Unlike Little Big Bear, Bradsell was winning at Ascot on just his second start and although the Ballydoyle horse has moved forward since the royal meeting, there is no reason Bradsell won’t take a step forward again, something his trainer Archie Watson alluded to this week.
And you can’t rule out Shartash, who takes the well-worn route from the Railway Stakes to this race. He’s bred to get better as he gets older so to do what he did here last month, when he drifted markedly in the betting, was impressive. He put his head down where whips were cracking and wrestled the race away from Blackbeard.
Apache Outlaw was just behind the pair in third there and could have been closer if he got a clearer run. The fact he is a 40/1 shot here tells you all you need to know about the quality of today’s race.
GIVEN all he has achieved in his career, a Shergar Cup title probably won’t have Christope Lemaire crying with joy today, but the rider will relish an opportunity to take on Ascot again, for the first time in 10 years.
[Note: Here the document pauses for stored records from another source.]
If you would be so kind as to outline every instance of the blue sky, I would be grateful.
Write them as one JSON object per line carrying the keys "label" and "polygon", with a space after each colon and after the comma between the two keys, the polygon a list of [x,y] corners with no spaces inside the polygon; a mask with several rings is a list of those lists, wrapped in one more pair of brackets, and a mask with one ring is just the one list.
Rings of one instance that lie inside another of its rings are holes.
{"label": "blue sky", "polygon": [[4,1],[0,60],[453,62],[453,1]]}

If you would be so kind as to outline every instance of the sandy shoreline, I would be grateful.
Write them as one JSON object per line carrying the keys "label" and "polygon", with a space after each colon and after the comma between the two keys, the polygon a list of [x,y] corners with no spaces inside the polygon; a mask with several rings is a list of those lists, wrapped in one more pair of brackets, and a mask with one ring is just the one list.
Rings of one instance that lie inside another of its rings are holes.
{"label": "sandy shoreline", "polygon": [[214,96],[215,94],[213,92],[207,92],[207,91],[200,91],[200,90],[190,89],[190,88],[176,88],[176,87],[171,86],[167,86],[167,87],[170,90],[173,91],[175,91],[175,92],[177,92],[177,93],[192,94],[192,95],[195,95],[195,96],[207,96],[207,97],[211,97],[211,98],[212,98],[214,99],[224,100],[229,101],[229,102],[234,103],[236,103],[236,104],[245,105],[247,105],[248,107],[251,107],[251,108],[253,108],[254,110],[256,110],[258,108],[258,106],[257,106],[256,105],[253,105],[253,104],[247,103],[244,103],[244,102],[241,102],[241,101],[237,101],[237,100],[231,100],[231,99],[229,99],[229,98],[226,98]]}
Lemaire recorded a Royal Ascot winner in 2005 on Chineur in the King’s Stand and has ridden two British classic winners, Natagora in the 2008 1000 Guineas and Makfi in the 2000 two years later. He rode big-name winners for big-name owners in France for a sustained period but found himself at a crossroads in 2014, deciding to make a big move to base himself in Japan.
Needless to say, it was a huge moment for the Frenchman, because he created history just three years later when he became the first foreign jockey to be crowned champion in the jurisdiction.
He is now a five-time champion in Japan and speaking to the media this week, he reflected: “I had a chance to ride for the biggest owners in France. I had contracts for the Niarchos family, Gerard Augustin-Normand and H H the Aga Khan. I worked very hard for those chances and I was lucky enough to win big races for all of them, but then my career had to rebound and I needed a new challenge.
“I had the opportunity to move to Japan on a full-time licence and I grabbed it. It has been eight years now and I am very happy with my life in Japan.”
Lemaire lines up on a Rest Of The World team that includes multiple Melbourne Cup winning Australian rider Kerrin McEvoy, New Zealander Jason Collett and Japanese young gun Takeshi Yokoyama.
“I am really looking forward to the Shergar Cup,” the 43-year-old added. “We have a strong team made up of experience, with myself and Kerrin, and then the two young guns in Jason and Takeshi.
The ‘ROW’ team are significant outsiders at 6/1 today with the Ladies team just 11/8 to win for the third time in four renewals. The Great Britain and Ireland team, consisting of Jamie Spencer, Kieran Shoemark, Neil Callan and Danny Tudhope, are 3/1 to gain a first win since 2017.